There are many things that I hope for my son. I want him to be successful, but I don’t want the search for success to run his life. I want him to be well off, but I don’t want him to let money guide his actions. I want him to be the same sweet, and gracious little boy that he has been since the first day he entered Dodge Renaissance Academy. I want him to still look at things in wonder and work to figure out how they function. I want him to still laugh at random things, and even cry at things that touch him. I want him to stand tall in the face of adversity and never cower at those who may have opinions that differ with his. I want him to continue to be respectful, and respectable. I want him to enjoy these last precious years of childhood, because I know in my heart that I’ll be holding onto them for dear life.
We’ll be moving soon. So many moves for us, but for Nathaniel especially. He’s moving from a neighborhood of established friendships into one where he’ll be the first kid on the block. He’s moving to a school that NONE of his current classmates even thought about attending, and he’s entering in as one of the newbies since lots of the children have been there since Pre-K. Each day, I want to make sure that he knows that no matter how rough or tough life gets, he always has our home and our arms to come back to.

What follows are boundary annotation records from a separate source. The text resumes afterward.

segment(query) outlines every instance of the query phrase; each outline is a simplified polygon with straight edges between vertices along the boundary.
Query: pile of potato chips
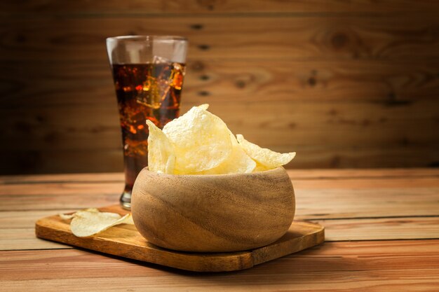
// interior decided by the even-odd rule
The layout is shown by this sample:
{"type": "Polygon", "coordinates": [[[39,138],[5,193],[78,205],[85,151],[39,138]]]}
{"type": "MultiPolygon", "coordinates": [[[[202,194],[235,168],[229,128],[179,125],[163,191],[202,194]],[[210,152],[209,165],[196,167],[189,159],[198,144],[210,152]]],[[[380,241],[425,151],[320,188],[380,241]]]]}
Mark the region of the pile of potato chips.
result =
{"type": "Polygon", "coordinates": [[[169,174],[224,174],[274,169],[288,163],[295,152],[279,153],[236,137],[224,122],[194,106],[169,122],[163,131],[150,120],[148,167],[169,174]]]}

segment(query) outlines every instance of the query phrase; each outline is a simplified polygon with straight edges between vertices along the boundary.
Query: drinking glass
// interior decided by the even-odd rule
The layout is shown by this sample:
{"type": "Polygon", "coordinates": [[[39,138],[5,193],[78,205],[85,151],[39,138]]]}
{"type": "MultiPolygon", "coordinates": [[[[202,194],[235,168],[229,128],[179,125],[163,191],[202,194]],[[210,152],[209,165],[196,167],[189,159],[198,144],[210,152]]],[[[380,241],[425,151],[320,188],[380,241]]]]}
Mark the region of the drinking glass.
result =
{"type": "Polygon", "coordinates": [[[187,40],[116,36],[107,39],[107,50],[122,129],[125,188],[120,201],[130,209],[134,181],[148,165],[146,120],[161,129],[180,114],[187,40]]]}

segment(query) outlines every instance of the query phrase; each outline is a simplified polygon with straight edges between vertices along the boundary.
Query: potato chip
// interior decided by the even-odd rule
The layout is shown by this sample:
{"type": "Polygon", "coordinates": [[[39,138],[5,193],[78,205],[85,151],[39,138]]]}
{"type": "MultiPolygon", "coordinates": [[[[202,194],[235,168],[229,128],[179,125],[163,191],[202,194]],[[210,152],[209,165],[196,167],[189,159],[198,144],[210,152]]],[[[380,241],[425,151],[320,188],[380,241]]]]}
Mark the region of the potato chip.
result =
{"type": "Polygon", "coordinates": [[[205,106],[194,106],[163,127],[163,132],[174,146],[175,174],[211,169],[226,160],[231,153],[227,126],[204,108],[205,106]]]}
{"type": "Polygon", "coordinates": [[[237,134],[238,142],[244,151],[257,162],[269,169],[278,167],[288,163],[296,155],[295,152],[279,153],[270,149],[261,148],[244,139],[241,134],[237,134]]]}
{"type": "Polygon", "coordinates": [[[231,132],[230,132],[230,139],[232,150],[229,158],[217,167],[196,174],[238,174],[253,171],[256,167],[256,162],[243,150],[231,132]]]}
{"type": "Polygon", "coordinates": [[[147,120],[149,127],[148,136],[148,169],[156,172],[173,174],[175,165],[174,147],[154,123],[147,120]]]}
{"type": "Polygon", "coordinates": [[[100,212],[96,209],[78,211],[70,223],[72,232],[79,237],[86,237],[101,232],[118,224],[134,224],[131,214],[123,216],[110,212],[100,212]]]}
{"type": "Polygon", "coordinates": [[[207,111],[208,109],[209,108],[209,104],[200,104],[199,106],[197,106],[198,109],[203,109],[205,111],[207,111]]]}

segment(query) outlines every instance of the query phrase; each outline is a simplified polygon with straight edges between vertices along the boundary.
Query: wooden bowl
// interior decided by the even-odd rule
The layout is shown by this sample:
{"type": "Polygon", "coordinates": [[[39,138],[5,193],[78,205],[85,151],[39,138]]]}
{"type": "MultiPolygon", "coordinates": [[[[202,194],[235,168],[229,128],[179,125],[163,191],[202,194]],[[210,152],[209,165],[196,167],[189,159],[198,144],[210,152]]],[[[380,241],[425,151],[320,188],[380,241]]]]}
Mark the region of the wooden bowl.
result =
{"type": "Polygon", "coordinates": [[[143,169],[131,197],[136,228],[158,246],[185,251],[255,249],[288,230],[295,195],[283,167],[251,174],[171,175],[143,169]]]}

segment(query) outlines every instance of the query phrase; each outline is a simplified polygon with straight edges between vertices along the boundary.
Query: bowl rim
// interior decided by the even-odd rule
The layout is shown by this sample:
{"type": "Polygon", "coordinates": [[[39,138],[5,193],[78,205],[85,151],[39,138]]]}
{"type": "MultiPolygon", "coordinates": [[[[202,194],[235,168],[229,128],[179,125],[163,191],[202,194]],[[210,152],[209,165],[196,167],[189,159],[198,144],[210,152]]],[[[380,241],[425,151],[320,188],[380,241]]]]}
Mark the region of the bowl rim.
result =
{"type": "Polygon", "coordinates": [[[230,177],[234,177],[234,176],[252,176],[254,175],[258,175],[258,174],[269,174],[271,172],[278,172],[279,170],[283,170],[283,172],[286,172],[287,170],[285,169],[285,167],[283,167],[283,166],[280,166],[276,168],[273,168],[271,169],[268,169],[268,170],[262,170],[260,172],[243,172],[243,173],[235,173],[235,174],[165,174],[165,173],[162,173],[162,172],[153,172],[151,171],[148,169],[148,167],[145,167],[142,169],[142,172],[143,172],[144,170],[146,170],[147,172],[148,172],[149,173],[152,173],[156,175],[160,175],[160,176],[169,176],[169,177],[191,177],[191,178],[198,178],[198,177],[227,177],[227,176],[230,176],[230,177]]]}

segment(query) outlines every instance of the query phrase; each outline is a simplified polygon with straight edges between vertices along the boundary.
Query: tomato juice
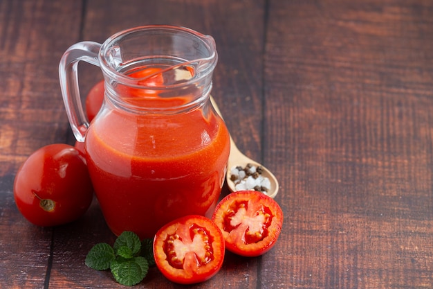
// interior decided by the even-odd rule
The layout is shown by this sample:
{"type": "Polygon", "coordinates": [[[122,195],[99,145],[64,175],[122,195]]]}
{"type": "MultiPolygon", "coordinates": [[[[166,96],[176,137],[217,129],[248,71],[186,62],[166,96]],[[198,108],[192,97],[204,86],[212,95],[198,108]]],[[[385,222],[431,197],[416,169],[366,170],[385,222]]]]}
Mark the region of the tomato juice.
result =
{"type": "MultiPolygon", "coordinates": [[[[165,107],[179,103],[179,98],[151,98],[165,107]]],[[[137,114],[115,106],[106,96],[85,141],[95,194],[113,232],[153,238],[177,218],[212,216],[230,143],[209,99],[176,114],[137,114]]]]}

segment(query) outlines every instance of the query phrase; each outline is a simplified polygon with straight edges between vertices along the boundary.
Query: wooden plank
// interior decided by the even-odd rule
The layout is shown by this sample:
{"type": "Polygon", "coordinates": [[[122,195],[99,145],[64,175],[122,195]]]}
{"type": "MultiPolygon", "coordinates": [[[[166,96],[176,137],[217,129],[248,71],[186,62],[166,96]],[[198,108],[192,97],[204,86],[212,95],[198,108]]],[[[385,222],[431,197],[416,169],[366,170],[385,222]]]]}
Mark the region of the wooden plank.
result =
{"type": "MultiPolygon", "coordinates": [[[[219,62],[214,73],[212,94],[221,104],[221,110],[230,116],[227,118],[230,128],[236,130],[239,121],[243,122],[243,127],[250,128],[248,131],[236,132],[234,137],[241,146],[248,148],[252,157],[259,157],[262,116],[257,107],[261,103],[262,89],[264,1],[158,0],[129,1],[126,3],[99,0],[86,3],[82,33],[85,40],[102,42],[122,29],[158,24],[181,25],[214,36],[219,62]],[[239,73],[246,67],[251,73],[239,73]],[[244,101],[246,98],[248,100],[244,101]],[[238,114],[239,110],[241,113],[238,114]],[[259,113],[250,115],[250,111],[259,113]]],[[[80,73],[84,91],[100,79],[98,69],[89,66],[83,66],[80,73]]],[[[50,288],[119,288],[109,272],[98,272],[84,265],[85,255],[93,245],[100,242],[112,244],[114,241],[113,236],[102,222],[97,205],[85,218],[88,222],[55,231],[50,288]]],[[[257,269],[259,262],[260,259],[244,259],[228,253],[221,271],[210,281],[194,288],[229,286],[255,288],[261,274],[257,269]]],[[[151,270],[142,284],[146,288],[175,286],[156,268],[151,270]]]]}
{"type": "Polygon", "coordinates": [[[66,141],[57,65],[66,42],[77,40],[80,4],[0,1],[0,288],[46,285],[53,230],[21,216],[13,179],[31,152],[66,141]]]}
{"type": "Polygon", "coordinates": [[[269,9],[264,152],[286,222],[261,288],[431,287],[432,3],[269,9]]]}

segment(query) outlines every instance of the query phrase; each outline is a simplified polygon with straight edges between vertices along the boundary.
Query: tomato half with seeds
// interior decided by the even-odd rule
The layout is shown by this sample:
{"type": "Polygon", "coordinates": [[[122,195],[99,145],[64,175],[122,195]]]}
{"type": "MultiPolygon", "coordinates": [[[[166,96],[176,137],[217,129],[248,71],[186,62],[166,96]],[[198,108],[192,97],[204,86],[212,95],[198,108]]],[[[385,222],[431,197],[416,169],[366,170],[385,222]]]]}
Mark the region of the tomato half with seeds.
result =
{"type": "Polygon", "coordinates": [[[224,254],[221,231],[201,216],[170,222],[158,231],[154,240],[156,266],[167,279],[181,284],[212,277],[221,269],[224,254]]]}
{"type": "Polygon", "coordinates": [[[14,198],[21,214],[44,227],[75,220],[89,209],[93,188],[84,155],[55,143],[33,152],[19,168],[14,198]]]}
{"type": "Polygon", "coordinates": [[[227,249],[256,256],[275,244],[283,225],[283,211],[275,200],[261,192],[239,191],[221,200],[212,220],[221,230],[227,249]]]}

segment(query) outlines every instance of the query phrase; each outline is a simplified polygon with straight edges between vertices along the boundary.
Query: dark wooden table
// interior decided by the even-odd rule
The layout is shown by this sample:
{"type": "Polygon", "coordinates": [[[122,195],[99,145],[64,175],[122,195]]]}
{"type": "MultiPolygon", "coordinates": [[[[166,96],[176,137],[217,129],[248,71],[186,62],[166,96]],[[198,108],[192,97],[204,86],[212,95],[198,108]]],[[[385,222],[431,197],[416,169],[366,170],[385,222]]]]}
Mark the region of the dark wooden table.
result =
{"type": "MultiPolygon", "coordinates": [[[[427,0],[0,1],[0,288],[122,288],[84,263],[95,243],[115,239],[96,202],[77,222],[38,227],[12,187],[33,151],[74,143],[57,75],[64,51],[151,24],[214,36],[212,94],[239,148],[281,186],[275,247],[228,254],[192,288],[433,288],[427,0]]],[[[80,69],[85,94],[101,73],[80,69]]],[[[153,268],[136,288],[185,286],[153,268]]]]}

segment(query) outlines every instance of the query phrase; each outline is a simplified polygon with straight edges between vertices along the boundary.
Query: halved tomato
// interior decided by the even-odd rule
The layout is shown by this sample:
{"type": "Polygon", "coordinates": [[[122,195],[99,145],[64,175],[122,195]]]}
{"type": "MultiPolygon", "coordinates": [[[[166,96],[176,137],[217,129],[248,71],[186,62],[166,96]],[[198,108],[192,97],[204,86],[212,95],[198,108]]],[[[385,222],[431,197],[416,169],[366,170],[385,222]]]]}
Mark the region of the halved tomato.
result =
{"type": "Polygon", "coordinates": [[[154,240],[156,266],[167,279],[182,284],[213,277],[223,265],[224,253],[224,239],[218,227],[198,215],[170,222],[154,240]]]}
{"type": "Polygon", "coordinates": [[[255,256],[275,244],[283,225],[283,211],[275,200],[261,192],[239,191],[221,200],[212,220],[221,230],[227,249],[255,256]]]}

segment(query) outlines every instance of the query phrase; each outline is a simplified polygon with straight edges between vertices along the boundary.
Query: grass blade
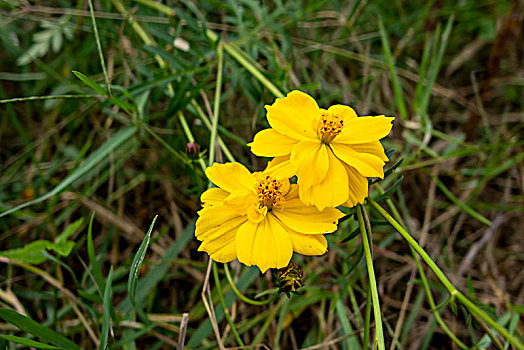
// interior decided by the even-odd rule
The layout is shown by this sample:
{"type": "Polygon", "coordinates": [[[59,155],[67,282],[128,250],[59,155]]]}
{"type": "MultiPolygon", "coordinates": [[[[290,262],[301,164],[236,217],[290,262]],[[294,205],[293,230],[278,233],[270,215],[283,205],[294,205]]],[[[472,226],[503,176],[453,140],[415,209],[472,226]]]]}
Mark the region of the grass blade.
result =
{"type": "Polygon", "coordinates": [[[95,213],[91,215],[91,220],[89,221],[89,227],[87,229],[87,255],[89,256],[89,262],[91,263],[91,272],[95,278],[95,282],[98,285],[98,290],[102,291],[105,289],[104,276],[102,275],[102,269],[98,260],[96,260],[95,247],[93,245],[93,220],[95,218],[95,213]]]}
{"type": "Polygon", "coordinates": [[[109,338],[109,327],[111,325],[111,308],[113,307],[112,297],[113,288],[111,288],[111,280],[113,278],[113,266],[109,270],[107,276],[106,289],[104,291],[104,318],[102,321],[102,333],[100,334],[100,350],[107,348],[107,341],[109,338]]]}
{"type": "Polygon", "coordinates": [[[135,257],[133,259],[133,263],[131,264],[131,269],[129,270],[129,279],[127,281],[127,292],[129,294],[129,300],[131,301],[131,304],[135,305],[136,300],[136,287],[138,285],[138,275],[140,274],[140,267],[142,266],[142,263],[144,262],[144,257],[146,256],[147,247],[149,246],[149,241],[151,240],[151,232],[153,231],[153,226],[155,225],[155,221],[158,218],[158,215],[155,216],[153,219],[153,222],[151,223],[151,226],[149,227],[149,231],[147,231],[146,237],[142,241],[142,244],[140,244],[140,248],[138,248],[138,251],[135,254],[135,257]]]}
{"type": "Polygon", "coordinates": [[[94,166],[96,166],[103,159],[105,159],[109,155],[109,153],[114,151],[116,148],[118,148],[118,146],[120,146],[125,141],[127,141],[127,139],[133,136],[135,131],[136,131],[135,126],[130,126],[130,127],[127,127],[125,129],[118,131],[115,135],[113,135],[113,137],[111,137],[102,146],[100,146],[100,148],[98,148],[96,151],[91,153],[91,155],[89,155],[89,157],[85,159],[82,165],[80,165],[71,174],[69,174],[62,182],[60,182],[51,191],[47,192],[46,194],[44,194],[43,196],[37,199],[26,202],[24,204],[20,204],[19,206],[16,206],[14,208],[8,209],[7,211],[4,211],[3,213],[0,214],[0,218],[6,215],[9,215],[17,210],[26,208],[30,205],[43,202],[46,199],[49,199],[53,197],[54,195],[58,194],[60,191],[64,190],[67,186],[71,185],[73,182],[78,180],[82,175],[87,173],[94,166]]]}
{"type": "Polygon", "coordinates": [[[56,346],[53,346],[53,345],[40,343],[40,342],[31,340],[31,339],[26,339],[26,338],[22,338],[22,337],[16,337],[14,335],[0,334],[0,337],[4,338],[5,340],[8,340],[8,341],[10,341],[12,343],[25,345],[25,346],[28,346],[28,347],[31,347],[31,348],[35,348],[35,349],[50,349],[50,350],[60,349],[60,348],[57,348],[56,346]]]}

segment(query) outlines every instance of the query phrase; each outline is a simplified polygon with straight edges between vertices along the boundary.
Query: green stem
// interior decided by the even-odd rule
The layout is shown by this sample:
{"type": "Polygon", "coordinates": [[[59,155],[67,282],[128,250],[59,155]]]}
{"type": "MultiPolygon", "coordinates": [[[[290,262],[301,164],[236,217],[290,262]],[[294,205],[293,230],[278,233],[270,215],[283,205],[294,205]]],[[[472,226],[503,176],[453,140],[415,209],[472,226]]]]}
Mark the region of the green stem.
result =
{"type": "Polygon", "coordinates": [[[415,259],[415,263],[417,264],[417,270],[420,275],[420,279],[422,281],[422,285],[424,286],[424,291],[426,292],[426,296],[428,298],[429,306],[431,307],[431,311],[433,312],[433,315],[435,315],[435,320],[440,325],[440,328],[448,335],[448,337],[453,340],[459,347],[466,350],[469,349],[466,344],[461,342],[455,334],[448,328],[446,323],[444,323],[444,320],[442,320],[442,317],[440,317],[440,313],[437,310],[437,306],[435,305],[435,300],[433,299],[433,295],[431,294],[431,289],[429,288],[429,283],[426,278],[426,274],[424,273],[424,270],[422,268],[422,264],[420,263],[420,258],[418,257],[417,253],[413,249],[413,247],[410,246],[411,254],[413,255],[413,258],[415,259]]]}
{"type": "Polygon", "coordinates": [[[173,147],[169,146],[169,144],[166,141],[164,141],[160,136],[158,136],[147,125],[143,125],[143,127],[144,127],[144,130],[149,133],[149,135],[153,136],[158,142],[160,142],[160,144],[162,144],[162,146],[164,146],[169,151],[169,153],[171,153],[173,156],[175,156],[175,158],[177,158],[178,160],[182,161],[183,163],[186,162],[184,157],[182,157],[180,154],[178,154],[177,151],[175,151],[173,149],[173,147]]]}
{"type": "Polygon", "coordinates": [[[222,42],[218,42],[218,68],[217,68],[217,80],[215,89],[215,103],[213,105],[213,125],[211,127],[211,138],[209,140],[209,162],[208,165],[213,165],[215,161],[215,150],[218,130],[218,115],[220,112],[220,95],[222,93],[222,69],[224,66],[224,47],[222,42]]]}
{"type": "MultiPolygon", "coordinates": [[[[360,234],[362,236],[362,244],[364,245],[364,255],[366,257],[366,266],[368,268],[369,287],[371,291],[371,298],[373,300],[373,315],[375,318],[375,341],[379,350],[385,350],[384,331],[382,329],[382,314],[380,313],[380,303],[378,301],[377,281],[375,279],[375,271],[373,269],[373,256],[371,255],[371,246],[368,240],[368,233],[364,225],[364,218],[362,215],[362,206],[357,208],[358,224],[360,226],[360,234]]],[[[371,232],[369,233],[371,234],[371,232]]],[[[364,344],[365,346],[366,344],[364,344]]]]}
{"type": "MultiPolygon", "coordinates": [[[[378,186],[378,189],[381,193],[384,192],[384,190],[378,186]]],[[[397,208],[395,207],[395,204],[393,204],[393,201],[391,199],[388,199],[386,201],[388,204],[390,210],[393,212],[393,216],[395,219],[402,223],[402,218],[400,217],[400,213],[398,212],[397,208]]],[[[417,255],[417,252],[410,246],[411,254],[413,255],[413,259],[415,259],[415,263],[417,265],[417,270],[420,275],[420,279],[422,281],[422,285],[424,287],[424,292],[426,293],[426,297],[428,298],[429,306],[431,308],[431,311],[433,312],[433,315],[435,316],[435,320],[440,325],[440,328],[448,335],[448,337],[453,340],[460,348],[462,349],[468,349],[468,347],[461,342],[453,332],[448,328],[442,317],[440,317],[440,313],[437,310],[437,306],[435,304],[435,299],[433,299],[433,295],[431,294],[431,289],[429,287],[428,279],[426,277],[426,273],[424,272],[424,269],[422,268],[422,264],[420,263],[420,258],[417,255]]],[[[396,340],[395,340],[396,341],[396,340]]]]}
{"type": "Polygon", "coordinates": [[[29,96],[29,97],[16,97],[9,98],[5,100],[0,100],[2,103],[11,103],[11,102],[26,102],[26,101],[36,101],[36,100],[55,100],[55,99],[74,99],[74,98],[95,98],[101,97],[101,95],[51,95],[51,96],[29,96]]]}
{"type": "MultiPolygon", "coordinates": [[[[206,117],[200,105],[195,101],[195,99],[192,99],[190,103],[193,107],[195,107],[195,110],[200,120],[202,120],[206,128],[211,132],[213,126],[211,125],[211,122],[209,121],[209,119],[206,117]]],[[[227,148],[226,144],[224,143],[224,140],[222,140],[222,138],[219,135],[217,135],[217,141],[218,141],[218,144],[220,145],[220,149],[222,150],[222,152],[224,152],[224,155],[226,156],[227,160],[229,160],[230,162],[234,162],[235,157],[233,157],[233,155],[231,154],[231,151],[229,150],[229,148],[227,148]]]]}
{"type": "Polygon", "coordinates": [[[240,339],[237,329],[235,328],[235,324],[233,323],[233,320],[231,320],[231,316],[229,316],[229,312],[227,312],[226,302],[224,300],[224,294],[222,294],[222,286],[220,285],[220,278],[218,277],[217,263],[214,261],[213,261],[213,276],[215,277],[215,285],[218,290],[218,299],[220,299],[220,304],[222,305],[222,309],[224,310],[224,316],[226,317],[227,323],[229,324],[229,327],[231,328],[231,332],[233,332],[233,336],[235,337],[238,345],[244,346],[244,343],[242,342],[242,339],[240,339]]]}
{"type": "MultiPolygon", "coordinates": [[[[182,129],[184,129],[184,133],[186,134],[187,140],[189,142],[195,142],[195,138],[193,137],[193,133],[191,132],[191,129],[189,128],[189,125],[187,125],[187,120],[182,114],[182,112],[178,113],[178,120],[180,121],[180,125],[182,125],[182,129]]],[[[204,163],[204,160],[202,157],[198,158],[198,163],[200,164],[200,167],[202,168],[202,171],[206,172],[206,163],[204,163]]]]}
{"type": "Polygon", "coordinates": [[[227,264],[224,264],[224,272],[226,273],[226,278],[227,278],[227,280],[229,282],[229,285],[231,286],[231,288],[235,292],[235,294],[240,299],[242,299],[242,301],[244,301],[244,302],[246,302],[248,304],[255,305],[255,306],[263,306],[263,305],[269,304],[270,302],[272,302],[273,300],[278,298],[278,294],[275,294],[271,298],[263,300],[263,301],[250,299],[250,298],[246,297],[244,294],[242,294],[238,290],[237,286],[235,285],[235,281],[233,281],[233,278],[231,277],[231,273],[229,272],[229,266],[227,264]]]}
{"type": "Polygon", "coordinates": [[[398,111],[400,118],[402,120],[408,119],[408,112],[406,104],[404,103],[404,98],[402,96],[402,86],[397,78],[397,72],[395,70],[395,64],[393,63],[393,58],[391,57],[391,49],[389,47],[389,41],[384,29],[384,24],[382,23],[382,17],[378,17],[378,27],[380,31],[380,40],[382,41],[382,51],[384,51],[384,56],[386,56],[386,63],[391,75],[391,81],[393,83],[393,92],[395,95],[395,102],[397,103],[398,111]]]}
{"type": "Polygon", "coordinates": [[[368,288],[368,293],[366,295],[366,319],[364,321],[364,349],[369,349],[369,328],[371,326],[371,293],[369,292],[371,285],[368,288]]]}
{"type": "Polygon", "coordinates": [[[435,262],[429,257],[426,251],[417,243],[417,241],[411,237],[411,235],[389,215],[377,202],[373,199],[368,198],[369,203],[375,208],[380,215],[384,217],[389,223],[404,237],[413,249],[420,255],[420,257],[426,262],[430,269],[435,273],[440,282],[451,294],[451,298],[457,298],[474,316],[479,317],[482,321],[486,322],[490,327],[495,329],[500,335],[502,335],[507,341],[519,350],[524,350],[524,344],[522,344],[517,338],[509,333],[504,327],[495,322],[489,317],[484,311],[482,311],[477,305],[472,303],[464,294],[459,292],[455,286],[449,281],[444,275],[442,270],[435,264],[435,262]]]}
{"type": "Polygon", "coordinates": [[[91,21],[93,22],[93,30],[95,32],[96,47],[98,49],[98,56],[100,57],[100,65],[102,66],[102,72],[104,72],[104,78],[106,80],[107,95],[111,96],[111,87],[109,86],[109,76],[107,75],[106,63],[104,60],[104,54],[102,52],[102,44],[100,44],[100,37],[98,36],[98,28],[96,27],[95,13],[93,11],[93,1],[89,0],[89,12],[91,13],[91,21]]]}

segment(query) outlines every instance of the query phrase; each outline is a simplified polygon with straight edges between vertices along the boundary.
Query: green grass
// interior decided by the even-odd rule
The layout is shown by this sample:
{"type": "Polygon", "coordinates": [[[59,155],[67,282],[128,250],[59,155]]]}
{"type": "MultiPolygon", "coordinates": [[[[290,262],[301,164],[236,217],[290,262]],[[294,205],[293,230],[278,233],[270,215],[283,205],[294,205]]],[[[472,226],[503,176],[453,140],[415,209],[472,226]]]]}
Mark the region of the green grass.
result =
{"type": "Polygon", "coordinates": [[[517,348],[524,65],[521,40],[502,32],[512,11],[0,0],[0,348],[517,348]],[[288,299],[269,272],[208,270],[194,222],[206,164],[263,168],[245,144],[292,89],[396,117],[384,145],[390,165],[404,160],[371,196],[385,192],[403,228],[373,205],[361,225],[352,211],[326,255],[294,256],[305,287],[288,299]],[[184,153],[192,141],[198,160],[184,153]]]}

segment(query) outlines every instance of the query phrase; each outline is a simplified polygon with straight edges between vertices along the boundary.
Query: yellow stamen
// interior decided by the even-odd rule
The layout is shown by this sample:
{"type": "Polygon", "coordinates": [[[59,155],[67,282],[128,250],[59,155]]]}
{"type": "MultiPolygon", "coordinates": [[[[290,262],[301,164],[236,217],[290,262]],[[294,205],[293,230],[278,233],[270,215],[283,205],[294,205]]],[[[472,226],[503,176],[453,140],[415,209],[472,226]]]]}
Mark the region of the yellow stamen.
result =
{"type": "Polygon", "coordinates": [[[317,135],[320,140],[328,144],[340,134],[344,127],[344,119],[327,111],[322,112],[318,121],[317,135]]]}
{"type": "Polygon", "coordinates": [[[261,176],[256,186],[259,208],[266,207],[271,210],[276,205],[282,205],[284,202],[283,187],[282,183],[273,177],[261,176]]]}

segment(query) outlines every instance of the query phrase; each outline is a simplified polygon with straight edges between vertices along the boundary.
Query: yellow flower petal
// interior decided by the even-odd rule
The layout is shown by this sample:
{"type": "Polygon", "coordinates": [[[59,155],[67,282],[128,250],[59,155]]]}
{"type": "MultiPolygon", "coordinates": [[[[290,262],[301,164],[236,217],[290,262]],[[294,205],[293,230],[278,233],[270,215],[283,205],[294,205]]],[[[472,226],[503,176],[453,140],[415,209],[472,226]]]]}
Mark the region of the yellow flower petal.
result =
{"type": "Polygon", "coordinates": [[[297,140],[282,135],[273,129],[265,129],[258,132],[253,142],[247,145],[251,152],[260,157],[285,156],[291,153],[297,140]]]}
{"type": "Polygon", "coordinates": [[[200,201],[203,206],[216,206],[221,205],[227,196],[229,196],[229,192],[218,187],[213,187],[202,193],[200,201]]]}
{"type": "Polygon", "coordinates": [[[319,140],[304,140],[296,144],[290,161],[300,186],[310,187],[322,182],[329,167],[327,150],[319,140]]]}
{"type": "Polygon", "coordinates": [[[248,220],[246,215],[240,216],[225,206],[205,208],[198,214],[200,217],[196,222],[195,236],[200,241],[225,235],[248,220]]]}
{"type": "Polygon", "coordinates": [[[267,165],[265,172],[277,179],[289,179],[295,176],[289,155],[273,158],[267,165]]]}
{"type": "Polygon", "coordinates": [[[206,176],[218,187],[228,191],[251,189],[255,186],[255,178],[249,170],[240,163],[214,163],[206,169],[206,176]]]}
{"type": "Polygon", "coordinates": [[[344,120],[345,125],[347,125],[351,119],[358,117],[357,112],[346,105],[333,105],[328,108],[328,113],[341,117],[344,120]]]}
{"type": "MultiPolygon", "coordinates": [[[[336,144],[336,142],[334,142],[334,144],[336,144]]],[[[382,159],[384,162],[387,162],[389,160],[388,157],[386,156],[386,153],[384,152],[384,147],[382,146],[380,141],[373,141],[373,142],[368,142],[368,143],[358,143],[358,144],[351,145],[351,148],[354,151],[357,151],[359,153],[369,153],[374,156],[377,156],[380,159],[382,159]]]]}
{"type": "Polygon", "coordinates": [[[286,200],[283,208],[274,209],[272,214],[285,226],[305,234],[323,234],[337,229],[337,221],[344,214],[336,208],[319,211],[313,206],[305,206],[300,199],[286,200]]]}
{"type": "Polygon", "coordinates": [[[259,224],[247,222],[236,234],[238,261],[256,265],[262,273],[269,268],[283,268],[293,255],[293,245],[286,230],[271,216],[259,224]]]}
{"type": "Polygon", "coordinates": [[[351,145],[334,143],[331,149],[335,155],[346,164],[357,169],[358,172],[367,177],[384,178],[384,161],[379,157],[355,151],[351,145]]]}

For some reason, this grocery trip seems bittersweet. I’m picking up eggs, bacon, and the ingredients to make some more homemade biscuits (that he loves) and fighting the urge to cry. I’m looking at orange juice and remembering how he used to ask for JOOTH when he was younger and lacking his two front teeth. I’m slowly looking around and wondering when this became my life. Me. The mom of a teenager. Of a young man. When did I start asking for his help in reaching items in the kitchen, or opening jars? I’ve always been that person for him, and now, he takes the place of his dad when he is gone from the house.
After attending his ribbon pinning last year, and seeing the hugs that his sister gave him I realize that now, Nathaniel will be fully walking in his role as big brother and guide. I’ll trust him more to direct his siblings, even while I continue to give him direction in school and life.
Mr. Houseful and I are excited for him to start school – we really are. We are excited for him to start school at the small private high school that he fell in love with. We’re excited for him to meet people from various cultures and walks of life. We’re excited to see the growth that is sure to come, and the young adult that he turns into.
Just let me get through breakfast.
If you want to make those homemade biscuits (as I’m sure you already know how to make bacon, eggs, and grits) It’s pretty simple. For the easy version you need
2 cups of SELF RISING FLOUR
2 sticks of butter
Cut pieces of the butter into the flour and mix in until it’s almost a crumbly set. Pour buttermilk in until it’s combined Roll out onto floured surface and then cut into biscuits. You can use a cup, or a biscuit cutter, depending on what you have. Cook for 15 minutes in a 400 degree oven. Serve immediately with an array of jams, honey, or build your own breakfast sandwich. Just make sure to eat slowly, and talk freely. Days go by so quickly.